東京船堀のホールでジョージアの音楽と日本の和太鼓のコラボが催された。ジョージアと日本の国交30年の記念だという。そこにゲスト、アンバサダーとしてニーナ・アナニアシヴィリがやってきた。私と夫は勇んで船堀に向かった。勇んでというのは大袈裟では無い。コロナ禍の続く中、東京まで行くには勇気が必要だった。もう引退を表明したニーナだから踊りは見られないと思ってはいたが、彼女の豊かな人間性に少しでも触れたいという思いが強かった。
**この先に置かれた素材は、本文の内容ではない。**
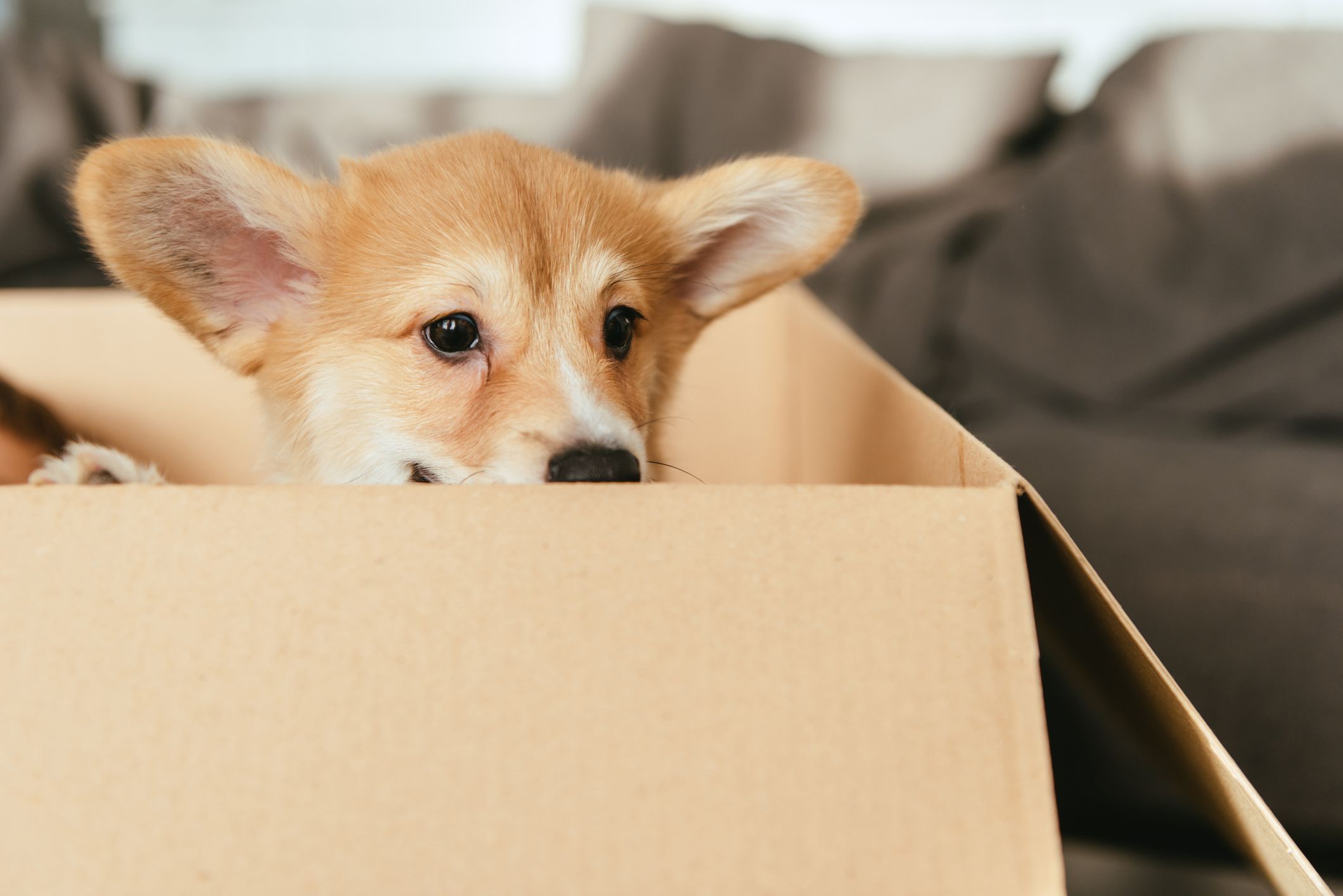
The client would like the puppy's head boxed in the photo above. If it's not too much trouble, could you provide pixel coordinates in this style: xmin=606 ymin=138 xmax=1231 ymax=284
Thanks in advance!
xmin=75 ymin=133 xmax=859 ymax=483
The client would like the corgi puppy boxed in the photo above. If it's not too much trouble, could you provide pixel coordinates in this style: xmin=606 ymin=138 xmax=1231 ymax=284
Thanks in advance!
xmin=34 ymin=133 xmax=861 ymax=485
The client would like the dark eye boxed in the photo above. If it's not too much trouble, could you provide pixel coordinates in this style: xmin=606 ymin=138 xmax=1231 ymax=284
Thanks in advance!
xmin=605 ymin=305 xmax=643 ymax=360
xmin=425 ymin=314 xmax=481 ymax=355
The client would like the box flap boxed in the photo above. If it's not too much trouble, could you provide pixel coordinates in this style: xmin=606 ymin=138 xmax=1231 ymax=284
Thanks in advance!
xmin=677 ymin=290 xmax=1330 ymax=893
xmin=0 ymin=288 xmax=1328 ymax=893
xmin=0 ymin=486 xmax=1062 ymax=896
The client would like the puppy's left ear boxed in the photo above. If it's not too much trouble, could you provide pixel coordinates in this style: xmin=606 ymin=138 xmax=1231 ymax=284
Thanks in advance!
xmin=659 ymin=156 xmax=862 ymax=318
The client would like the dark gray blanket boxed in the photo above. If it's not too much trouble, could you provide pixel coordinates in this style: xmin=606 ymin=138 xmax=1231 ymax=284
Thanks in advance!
xmin=0 ymin=12 xmax=1343 ymax=869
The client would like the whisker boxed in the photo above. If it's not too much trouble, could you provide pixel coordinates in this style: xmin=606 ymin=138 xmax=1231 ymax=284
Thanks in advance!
xmin=634 ymin=416 xmax=690 ymax=430
xmin=648 ymin=461 xmax=708 ymax=485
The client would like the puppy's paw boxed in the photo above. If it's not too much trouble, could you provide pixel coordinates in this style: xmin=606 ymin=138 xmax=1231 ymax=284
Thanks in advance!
xmin=28 ymin=442 xmax=164 ymax=485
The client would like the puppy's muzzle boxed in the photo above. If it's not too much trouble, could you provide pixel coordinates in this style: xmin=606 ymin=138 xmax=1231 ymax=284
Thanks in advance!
xmin=546 ymin=445 xmax=639 ymax=482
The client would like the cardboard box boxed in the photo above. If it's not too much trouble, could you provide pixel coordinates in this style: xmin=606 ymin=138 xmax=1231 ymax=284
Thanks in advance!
xmin=0 ymin=288 xmax=1327 ymax=896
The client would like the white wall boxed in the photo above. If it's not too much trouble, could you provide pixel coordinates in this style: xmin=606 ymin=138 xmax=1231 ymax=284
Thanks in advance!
xmin=99 ymin=0 xmax=1343 ymax=105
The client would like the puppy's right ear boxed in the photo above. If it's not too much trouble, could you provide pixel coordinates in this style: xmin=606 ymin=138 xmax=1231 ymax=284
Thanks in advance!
xmin=74 ymin=137 xmax=331 ymax=373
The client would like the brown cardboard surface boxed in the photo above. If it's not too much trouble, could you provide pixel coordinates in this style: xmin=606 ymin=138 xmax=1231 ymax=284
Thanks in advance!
xmin=0 ymin=486 xmax=1062 ymax=895
xmin=0 ymin=289 xmax=1327 ymax=893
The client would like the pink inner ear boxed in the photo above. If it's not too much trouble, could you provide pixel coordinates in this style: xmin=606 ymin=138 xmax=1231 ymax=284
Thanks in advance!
xmin=210 ymin=228 xmax=317 ymax=324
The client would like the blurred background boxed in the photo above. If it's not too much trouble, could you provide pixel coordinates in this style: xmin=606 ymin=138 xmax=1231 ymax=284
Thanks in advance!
xmin=0 ymin=0 xmax=1343 ymax=896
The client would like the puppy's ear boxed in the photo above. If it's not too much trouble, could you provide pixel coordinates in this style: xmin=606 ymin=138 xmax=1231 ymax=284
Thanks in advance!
xmin=74 ymin=137 xmax=330 ymax=373
xmin=659 ymin=156 xmax=862 ymax=318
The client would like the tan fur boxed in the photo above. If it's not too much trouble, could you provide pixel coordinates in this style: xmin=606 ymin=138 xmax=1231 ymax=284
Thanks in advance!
xmin=75 ymin=133 xmax=861 ymax=482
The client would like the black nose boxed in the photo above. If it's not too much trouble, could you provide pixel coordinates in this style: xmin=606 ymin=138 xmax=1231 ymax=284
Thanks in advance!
xmin=548 ymin=445 xmax=639 ymax=482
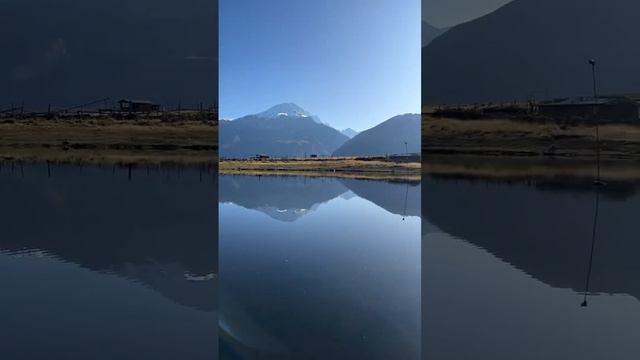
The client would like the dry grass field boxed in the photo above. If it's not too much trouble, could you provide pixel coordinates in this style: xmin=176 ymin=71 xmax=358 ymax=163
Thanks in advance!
xmin=422 ymin=114 xmax=640 ymax=159
xmin=220 ymin=157 xmax=421 ymax=181
xmin=0 ymin=118 xmax=218 ymax=163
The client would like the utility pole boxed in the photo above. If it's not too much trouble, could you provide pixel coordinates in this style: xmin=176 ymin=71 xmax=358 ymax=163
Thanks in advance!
xmin=589 ymin=59 xmax=604 ymax=186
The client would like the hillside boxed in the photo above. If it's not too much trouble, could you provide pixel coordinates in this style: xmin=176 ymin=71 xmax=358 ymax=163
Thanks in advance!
xmin=422 ymin=21 xmax=449 ymax=46
xmin=333 ymin=114 xmax=420 ymax=156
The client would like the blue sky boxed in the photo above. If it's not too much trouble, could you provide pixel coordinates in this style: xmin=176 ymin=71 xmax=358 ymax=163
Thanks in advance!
xmin=219 ymin=0 xmax=421 ymax=131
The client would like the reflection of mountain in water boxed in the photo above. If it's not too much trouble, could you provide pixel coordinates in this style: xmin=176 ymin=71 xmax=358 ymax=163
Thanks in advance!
xmin=219 ymin=175 xmax=420 ymax=222
xmin=0 ymin=166 xmax=218 ymax=311
xmin=423 ymin=178 xmax=640 ymax=299
xmin=219 ymin=175 xmax=348 ymax=221
xmin=340 ymin=179 xmax=421 ymax=216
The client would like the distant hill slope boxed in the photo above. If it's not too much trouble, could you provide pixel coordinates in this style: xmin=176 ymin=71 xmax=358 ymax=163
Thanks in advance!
xmin=219 ymin=104 xmax=349 ymax=158
xmin=422 ymin=0 xmax=640 ymax=104
xmin=334 ymin=114 xmax=420 ymax=156
xmin=0 ymin=0 xmax=218 ymax=109
xmin=422 ymin=21 xmax=449 ymax=46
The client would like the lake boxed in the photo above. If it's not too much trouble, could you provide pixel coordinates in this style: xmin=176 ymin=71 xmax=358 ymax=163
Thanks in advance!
xmin=0 ymin=163 xmax=218 ymax=360
xmin=422 ymin=175 xmax=640 ymax=360
xmin=219 ymin=175 xmax=421 ymax=359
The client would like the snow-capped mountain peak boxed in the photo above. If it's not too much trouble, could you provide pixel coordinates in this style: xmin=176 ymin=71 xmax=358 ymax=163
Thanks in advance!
xmin=256 ymin=103 xmax=313 ymax=119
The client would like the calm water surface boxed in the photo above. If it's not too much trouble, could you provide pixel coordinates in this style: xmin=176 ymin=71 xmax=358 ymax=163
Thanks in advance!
xmin=422 ymin=173 xmax=640 ymax=360
xmin=0 ymin=163 xmax=218 ymax=360
xmin=219 ymin=176 xmax=421 ymax=359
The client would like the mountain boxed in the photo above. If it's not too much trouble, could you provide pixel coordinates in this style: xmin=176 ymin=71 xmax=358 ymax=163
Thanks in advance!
xmin=422 ymin=0 xmax=640 ymax=104
xmin=219 ymin=103 xmax=349 ymax=158
xmin=422 ymin=21 xmax=449 ymax=46
xmin=340 ymin=128 xmax=359 ymax=139
xmin=0 ymin=0 xmax=218 ymax=110
xmin=333 ymin=114 xmax=420 ymax=156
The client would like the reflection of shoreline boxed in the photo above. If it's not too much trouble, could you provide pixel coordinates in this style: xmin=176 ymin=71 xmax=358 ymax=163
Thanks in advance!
xmin=422 ymin=155 xmax=640 ymax=182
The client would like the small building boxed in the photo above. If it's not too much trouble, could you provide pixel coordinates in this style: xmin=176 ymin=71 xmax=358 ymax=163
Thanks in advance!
xmin=118 ymin=99 xmax=160 ymax=113
xmin=538 ymin=96 xmax=640 ymax=122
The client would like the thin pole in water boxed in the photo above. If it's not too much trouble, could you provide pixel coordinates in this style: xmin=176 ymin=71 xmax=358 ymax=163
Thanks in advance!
xmin=589 ymin=59 xmax=603 ymax=185
xmin=580 ymin=188 xmax=600 ymax=307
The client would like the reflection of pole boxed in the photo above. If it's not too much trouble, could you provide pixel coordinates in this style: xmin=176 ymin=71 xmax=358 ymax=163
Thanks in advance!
xmin=402 ymin=184 xmax=409 ymax=221
xmin=580 ymin=188 xmax=600 ymax=307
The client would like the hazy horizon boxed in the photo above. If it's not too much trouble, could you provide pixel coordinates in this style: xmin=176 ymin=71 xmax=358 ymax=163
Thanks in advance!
xmin=220 ymin=0 xmax=421 ymax=131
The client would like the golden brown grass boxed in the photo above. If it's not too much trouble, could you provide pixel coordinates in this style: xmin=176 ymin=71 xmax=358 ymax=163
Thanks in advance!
xmin=0 ymin=119 xmax=218 ymax=163
xmin=220 ymin=157 xmax=421 ymax=181
xmin=422 ymin=114 xmax=640 ymax=159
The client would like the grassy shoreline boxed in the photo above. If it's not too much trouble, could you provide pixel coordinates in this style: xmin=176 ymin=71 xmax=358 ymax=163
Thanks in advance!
xmin=219 ymin=157 xmax=421 ymax=181
xmin=422 ymin=113 xmax=640 ymax=160
xmin=0 ymin=118 xmax=218 ymax=164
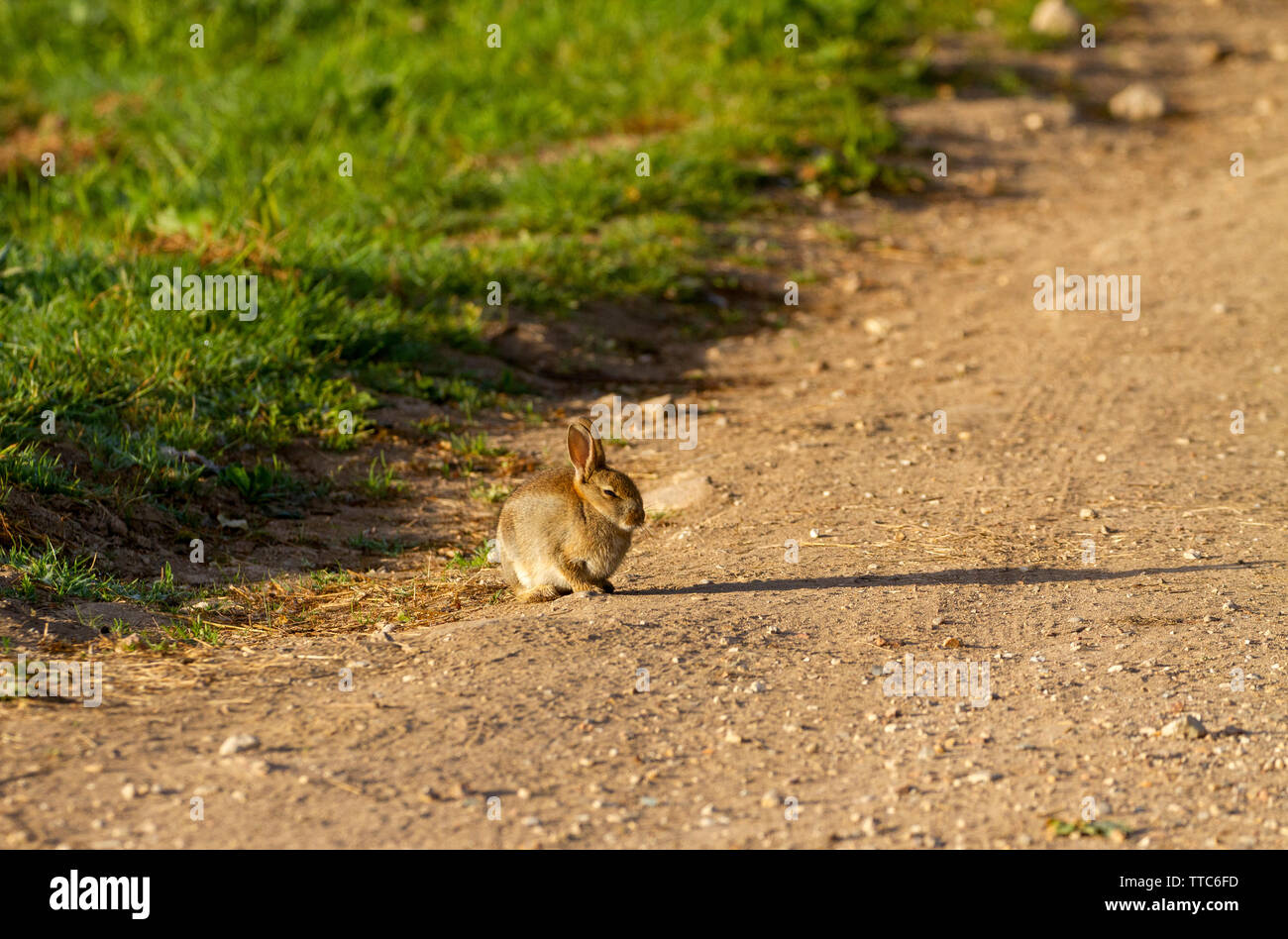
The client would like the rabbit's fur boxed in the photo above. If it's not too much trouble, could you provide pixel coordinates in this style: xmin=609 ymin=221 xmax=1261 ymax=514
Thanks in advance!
xmin=496 ymin=417 xmax=644 ymax=603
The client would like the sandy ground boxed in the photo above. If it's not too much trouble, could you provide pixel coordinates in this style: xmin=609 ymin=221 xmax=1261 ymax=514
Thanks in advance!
xmin=0 ymin=1 xmax=1288 ymax=849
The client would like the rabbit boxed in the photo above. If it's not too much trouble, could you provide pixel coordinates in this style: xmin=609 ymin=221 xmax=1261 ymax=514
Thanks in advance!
xmin=496 ymin=417 xmax=644 ymax=603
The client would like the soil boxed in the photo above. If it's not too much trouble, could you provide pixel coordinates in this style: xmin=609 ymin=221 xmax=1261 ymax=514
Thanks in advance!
xmin=0 ymin=0 xmax=1288 ymax=849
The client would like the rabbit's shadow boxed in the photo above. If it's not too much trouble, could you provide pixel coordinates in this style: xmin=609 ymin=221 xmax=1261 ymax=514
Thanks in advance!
xmin=617 ymin=561 xmax=1282 ymax=596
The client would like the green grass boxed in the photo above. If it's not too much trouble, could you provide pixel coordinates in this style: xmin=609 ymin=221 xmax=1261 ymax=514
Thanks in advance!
xmin=0 ymin=542 xmax=197 ymax=608
xmin=358 ymin=451 xmax=407 ymax=502
xmin=0 ymin=0 xmax=1105 ymax=586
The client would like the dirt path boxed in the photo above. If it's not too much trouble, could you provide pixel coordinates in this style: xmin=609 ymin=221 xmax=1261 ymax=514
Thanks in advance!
xmin=0 ymin=1 xmax=1288 ymax=848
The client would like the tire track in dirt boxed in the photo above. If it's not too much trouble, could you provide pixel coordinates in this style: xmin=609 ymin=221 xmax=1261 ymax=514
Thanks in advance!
xmin=0 ymin=1 xmax=1288 ymax=848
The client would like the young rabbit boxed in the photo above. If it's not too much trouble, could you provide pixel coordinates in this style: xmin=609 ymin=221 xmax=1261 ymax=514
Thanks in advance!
xmin=496 ymin=417 xmax=644 ymax=603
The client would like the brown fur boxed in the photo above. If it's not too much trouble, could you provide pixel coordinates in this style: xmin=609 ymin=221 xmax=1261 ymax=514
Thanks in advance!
xmin=497 ymin=417 xmax=644 ymax=603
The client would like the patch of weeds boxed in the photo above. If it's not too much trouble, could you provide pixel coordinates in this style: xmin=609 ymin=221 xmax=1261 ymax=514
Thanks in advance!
xmin=309 ymin=566 xmax=353 ymax=590
xmin=219 ymin=456 xmax=305 ymax=503
xmin=0 ymin=540 xmax=196 ymax=606
xmin=358 ymin=451 xmax=407 ymax=501
xmin=344 ymin=535 xmax=415 ymax=558
xmin=471 ymin=483 xmax=510 ymax=502
xmin=1046 ymin=816 xmax=1130 ymax=840
xmin=166 ymin=614 xmax=224 ymax=646
xmin=0 ymin=443 xmax=84 ymax=496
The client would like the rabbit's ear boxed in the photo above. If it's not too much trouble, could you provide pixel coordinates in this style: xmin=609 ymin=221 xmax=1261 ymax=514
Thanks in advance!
xmin=568 ymin=417 xmax=604 ymax=479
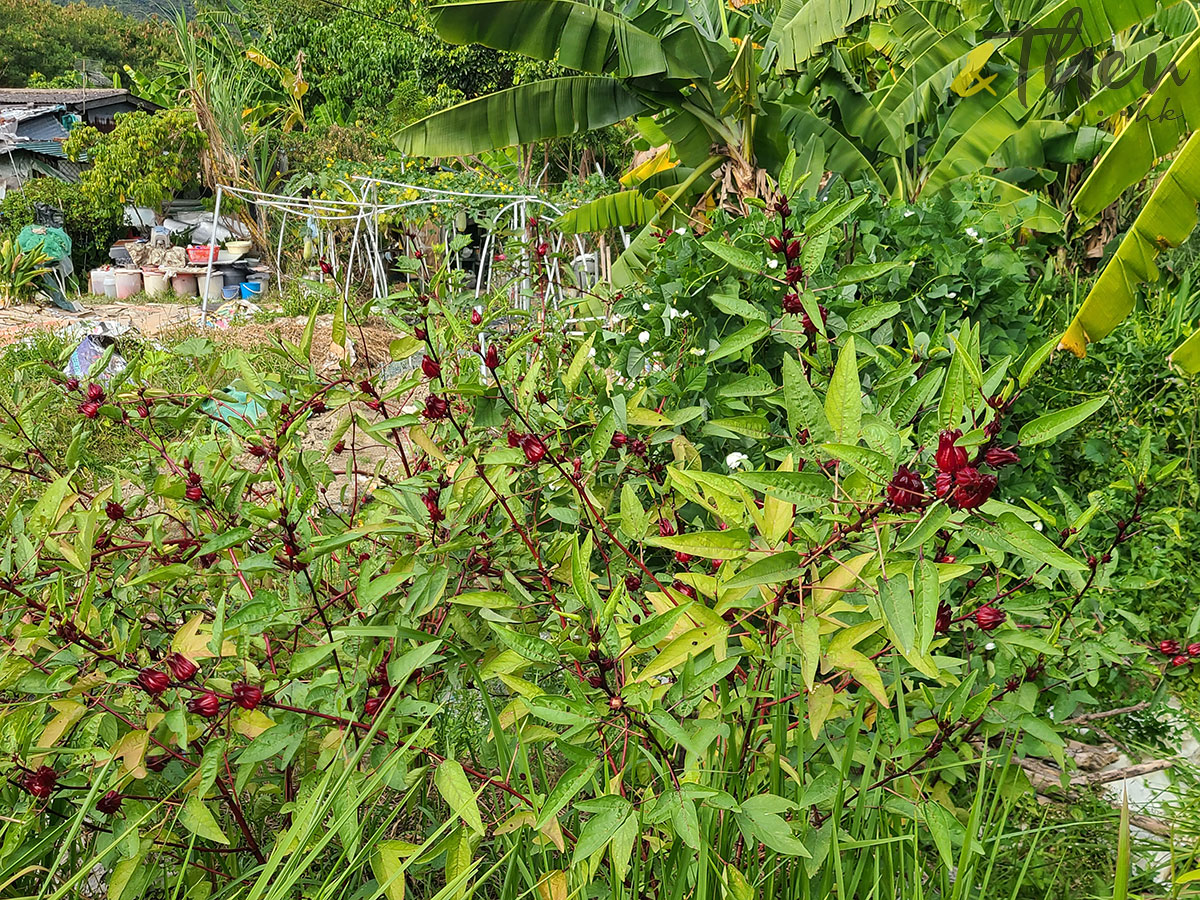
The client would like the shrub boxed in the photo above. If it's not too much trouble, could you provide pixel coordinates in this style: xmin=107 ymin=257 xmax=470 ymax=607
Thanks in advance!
xmin=0 ymin=200 xmax=1171 ymax=900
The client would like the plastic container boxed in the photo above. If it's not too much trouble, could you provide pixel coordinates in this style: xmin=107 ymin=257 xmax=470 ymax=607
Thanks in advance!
xmin=170 ymin=272 xmax=200 ymax=296
xmin=113 ymin=269 xmax=142 ymax=300
xmin=198 ymin=272 xmax=224 ymax=300
xmin=88 ymin=269 xmax=109 ymax=296
xmin=142 ymin=269 xmax=170 ymax=296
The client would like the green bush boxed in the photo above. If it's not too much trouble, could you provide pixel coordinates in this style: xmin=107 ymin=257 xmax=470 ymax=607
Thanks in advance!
xmin=0 ymin=178 xmax=125 ymax=272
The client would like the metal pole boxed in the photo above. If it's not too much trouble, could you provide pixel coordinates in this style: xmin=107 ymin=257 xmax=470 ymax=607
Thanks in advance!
xmin=200 ymin=185 xmax=221 ymax=326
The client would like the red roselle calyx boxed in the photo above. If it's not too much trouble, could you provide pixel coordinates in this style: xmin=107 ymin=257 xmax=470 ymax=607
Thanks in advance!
xmin=138 ymin=668 xmax=170 ymax=697
xmin=974 ymin=605 xmax=1007 ymax=631
xmin=425 ymin=394 xmax=450 ymax=420
xmin=233 ymin=682 xmax=263 ymax=709
xmin=887 ymin=466 xmax=929 ymax=510
xmin=521 ymin=434 xmax=546 ymax=466
xmin=20 ymin=766 xmax=59 ymax=800
xmin=96 ymin=791 xmax=125 ymax=816
xmin=934 ymin=428 xmax=967 ymax=474
xmin=187 ymin=691 xmax=221 ymax=719
xmin=167 ymin=653 xmax=200 ymax=682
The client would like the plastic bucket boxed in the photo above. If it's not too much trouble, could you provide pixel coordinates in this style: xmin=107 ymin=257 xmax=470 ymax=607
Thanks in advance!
xmin=142 ymin=269 xmax=170 ymax=296
xmin=170 ymin=274 xmax=200 ymax=296
xmin=113 ymin=269 xmax=142 ymax=300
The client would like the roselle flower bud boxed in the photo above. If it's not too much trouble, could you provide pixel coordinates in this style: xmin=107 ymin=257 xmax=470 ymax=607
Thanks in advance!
xmin=167 ymin=653 xmax=200 ymax=682
xmin=671 ymin=578 xmax=696 ymax=600
xmin=934 ymin=428 xmax=967 ymax=473
xmin=20 ymin=766 xmax=59 ymax=800
xmin=233 ymin=682 xmax=263 ymax=709
xmin=425 ymin=394 xmax=450 ymax=421
xmin=974 ymin=605 xmax=1008 ymax=631
xmin=146 ymin=754 xmax=170 ymax=772
xmin=138 ymin=667 xmax=170 ymax=697
xmin=983 ymin=446 xmax=1021 ymax=469
xmin=187 ymin=691 xmax=221 ymax=719
xmin=934 ymin=600 xmax=954 ymax=635
xmin=949 ymin=466 xmax=996 ymax=509
xmin=96 ymin=791 xmax=125 ymax=816
xmin=800 ymin=306 xmax=829 ymax=335
xmin=887 ymin=466 xmax=929 ymax=510
xmin=521 ymin=434 xmax=546 ymax=466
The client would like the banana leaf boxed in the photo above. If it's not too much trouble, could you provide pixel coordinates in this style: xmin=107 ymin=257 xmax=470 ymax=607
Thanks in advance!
xmin=395 ymin=76 xmax=644 ymax=156
xmin=1060 ymin=132 xmax=1200 ymax=356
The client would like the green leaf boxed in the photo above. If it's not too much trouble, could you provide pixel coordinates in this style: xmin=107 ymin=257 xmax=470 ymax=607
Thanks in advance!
xmin=433 ymin=760 xmax=484 ymax=834
xmin=646 ymin=528 xmax=750 ymax=559
xmin=824 ymin=335 xmax=863 ymax=444
xmin=701 ymin=240 xmax=762 ymax=272
xmin=396 ymin=76 xmax=646 ymax=156
xmin=721 ymin=550 xmax=804 ymax=590
xmin=1016 ymin=396 xmax=1109 ymax=446
xmin=534 ymin=760 xmax=599 ymax=829
xmin=708 ymin=322 xmax=770 ymax=362
xmin=179 ymin=794 xmax=229 ymax=844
東京と新潟に住む友人たちと船堀で待ち合わせ、久しぶりのデートも楽しんだ。
開幕の挨拶にニーナとジョージアの大使が登壇した。私たちは一番前の席に陣取っていたが、左寄りの私たちの真ん前にニーナは立っていた。
前半のジョージアの音楽にはポリフォニーの歌声などを期待していたが、弦楽四重奏の優しくも力強い調はどちらかといえばクラシック音楽に近い雰囲気だった。時々うねりのように力強いリズムと民族性の感じられるメロディが、豊かなジョージアの緑を思い出させてくれた。
休憩時間にニーナは客席でニコニコとファンに応えていた。久しぶりの挨拶に「オー、アーユーファイン?」とこの長い月日を感じさせない笑顔だ。思わず「もっと踊ってほしい」と伝えると「それは大変、もっと絞らなくちゃ」というようにお腹を叩いて苦笑する。そんな仕草までが素敵でとても年齢には見えない。
ファンの勝手な思いではあるけれど、ニーナにはいつまでも素敵な笑顔で輝いていてほしい。そして小品でもいいから踊ってほしい。ニーナがもう踊らないなんて・・・考えたくない!